Le jeune garçon déménage ensuite à la campagne avec son père, patron d'usine fabricant des verrières de cockpit d'avions de chasse, les zéros japonais, fabriqués par Mitsubishi). Ce dernier s'est remarié avec la sœur de son épouse, et tante du garçon, qui vit dans une grande demeure, où plusieurs réfugiés fuyant les destructions sont accueillis, ainsi que le héron cendré du titre, qui va se mettre à parler.
Les films de cette nature sont rares. Akira Kurosawa, autre maître japonais du septième art, avait l'âge de Miyazaki quand il tournait des films comme Rêves, éthéré, incompréhensible et libre. Il y a de ça et à un moment du film, le héros comme les spectateurises sont avertis, non sans humour, que celui qui cherchera à tout comprendre périra. C'est probablement vrai.

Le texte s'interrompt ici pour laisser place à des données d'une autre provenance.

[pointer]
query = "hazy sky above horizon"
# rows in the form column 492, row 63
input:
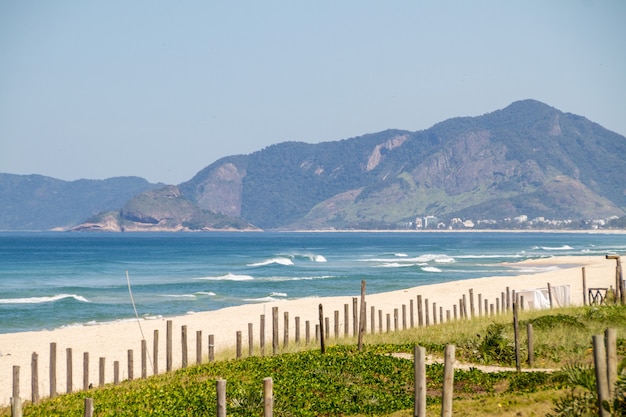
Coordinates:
column 161, row 89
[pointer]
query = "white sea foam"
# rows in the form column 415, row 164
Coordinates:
column 40, row 300
column 228, row 277
column 549, row 248
column 211, row 293
column 278, row 260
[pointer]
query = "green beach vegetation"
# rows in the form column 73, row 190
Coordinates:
column 379, row 379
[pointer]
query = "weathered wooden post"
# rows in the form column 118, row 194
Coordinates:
column 420, row 313
column 53, row 370
column 584, row 286
column 518, row 365
column 355, row 316
column 131, row 365
column 238, row 344
column 362, row 316
column 307, row 332
column 321, row 317
column 274, row 330
column 531, row 347
column 183, row 346
column 262, row 334
column 198, row 347
column 116, row 372
column 419, row 364
column 395, row 319
column 619, row 285
column 448, row 381
column 550, row 294
column 16, row 381
column 286, row 330
column 85, row 371
column 602, row 386
column 297, row 339
column 403, row 316
column 211, row 348
column 168, row 346
column 101, row 371
column 34, row 381
column 144, row 359
column 88, row 407
column 68, row 370
column 155, row 353
column 268, row 397
column 250, row 339
column 220, row 388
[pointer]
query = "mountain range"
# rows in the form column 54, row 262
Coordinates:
column 528, row 160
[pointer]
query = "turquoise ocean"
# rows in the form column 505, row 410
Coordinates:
column 51, row 280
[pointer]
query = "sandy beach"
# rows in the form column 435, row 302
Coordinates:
column 112, row 341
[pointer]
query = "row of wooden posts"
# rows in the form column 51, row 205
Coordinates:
column 605, row 362
column 465, row 309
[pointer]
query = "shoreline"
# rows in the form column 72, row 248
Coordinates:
column 113, row 340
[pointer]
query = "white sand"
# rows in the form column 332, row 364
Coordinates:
column 112, row 341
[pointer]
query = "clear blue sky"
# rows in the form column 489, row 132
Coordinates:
column 161, row 89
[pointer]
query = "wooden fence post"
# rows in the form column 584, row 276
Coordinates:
column 274, row 330
column 584, row 286
column 531, row 346
column 116, row 372
column 68, row 370
column 220, row 388
column 88, row 407
column 286, row 330
column 34, row 382
column 168, row 346
column 599, row 359
column 550, row 294
column 448, row 381
column 268, row 397
column 198, row 347
column 250, row 339
column 155, row 353
column 211, row 348
column 131, row 365
column 419, row 364
column 355, row 316
column 322, row 346
column 53, row 370
column 85, row 371
column 16, row 381
column 101, row 372
column 297, row 339
column 144, row 359
column 420, row 313
column 183, row 346
column 518, row 365
column 362, row 316
column 262, row 334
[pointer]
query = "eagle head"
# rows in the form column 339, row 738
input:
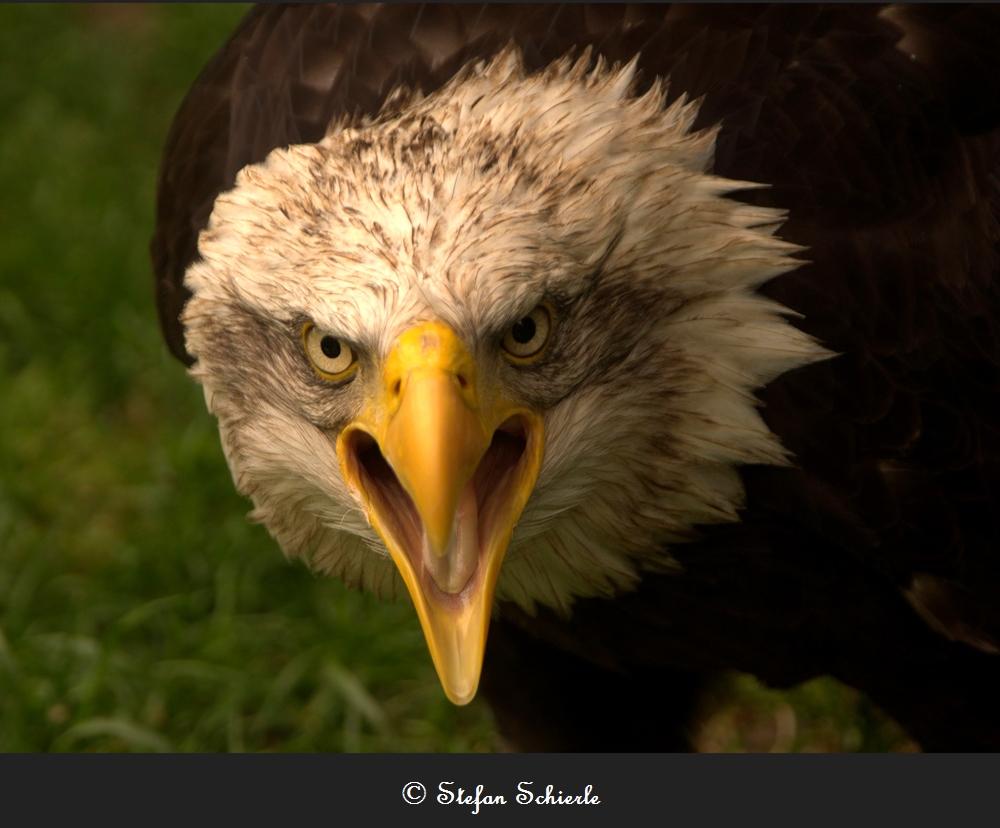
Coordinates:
column 499, row 341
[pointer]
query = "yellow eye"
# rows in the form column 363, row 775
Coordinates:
column 527, row 338
column 331, row 357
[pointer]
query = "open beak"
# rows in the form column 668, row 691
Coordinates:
column 444, row 467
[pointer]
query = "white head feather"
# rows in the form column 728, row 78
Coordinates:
column 470, row 206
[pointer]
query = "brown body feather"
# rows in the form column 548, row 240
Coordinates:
column 877, row 558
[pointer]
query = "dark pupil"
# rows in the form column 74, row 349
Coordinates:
column 524, row 330
column 330, row 347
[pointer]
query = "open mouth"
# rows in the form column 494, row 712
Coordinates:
column 483, row 513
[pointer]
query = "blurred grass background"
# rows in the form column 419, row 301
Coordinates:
column 139, row 610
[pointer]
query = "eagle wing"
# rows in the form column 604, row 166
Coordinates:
column 877, row 556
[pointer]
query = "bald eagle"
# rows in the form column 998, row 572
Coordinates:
column 654, row 341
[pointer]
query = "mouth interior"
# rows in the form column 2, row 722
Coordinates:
column 489, row 494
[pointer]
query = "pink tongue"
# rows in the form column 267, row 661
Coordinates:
column 453, row 570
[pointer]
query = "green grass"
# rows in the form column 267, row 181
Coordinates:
column 139, row 610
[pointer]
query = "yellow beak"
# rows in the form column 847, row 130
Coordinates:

Film contemplatif dont les enjeux n'apparaissent jamais directement et donc à rebours des codes narratifs (auto)routiniers, cela rend son visionnage fragile, des conditions de cinéma demeurant l'idéal pour l'apprécier.
Avant toute chose, c'est très beau. Passé la première scène virtuose, quand la nature autour de la maison révèle un étang et ses nénuphars délimitant le bois environnant, le graphisme évoque Monet, Sisley ou d'autres impressionnistes , subtilement mus par le vent. Plus tard, pour un ciel fendu, voilà les artistes de la renaissance. Ça peut avoir l'air de rien, mais ça situe le niveau.
Et sur un registre plus léger, les perruches font penser aux...shadoks..! Du moins quand elles se la pètent. Mais c'est subjectif, et je ne connais les shadoks que par Arte.
L'ennui guette, puis non. Le garçon, déjà replié sur lui-même, s'endurcit, emporté dans le monde du rêve, qui est aussi celui du deuil, et le plus intime qui soit, celui d'une mère. Sa difficulté peut sonner la fin d'une innocence, le début d'une autre vision du monde. Mais si le propos général parait sombre et son rythme peut être inadapté à certains jeunes enfants, la poésie affleure, la geste inimitable, et l'émotion gagne.
Inexplicable, et pourtant tout est clair, ce film est un dessin tracé sur le sable par un vieux maître. Vous ne le reverrez probablement jamais de la même façon, si vous le revoyez.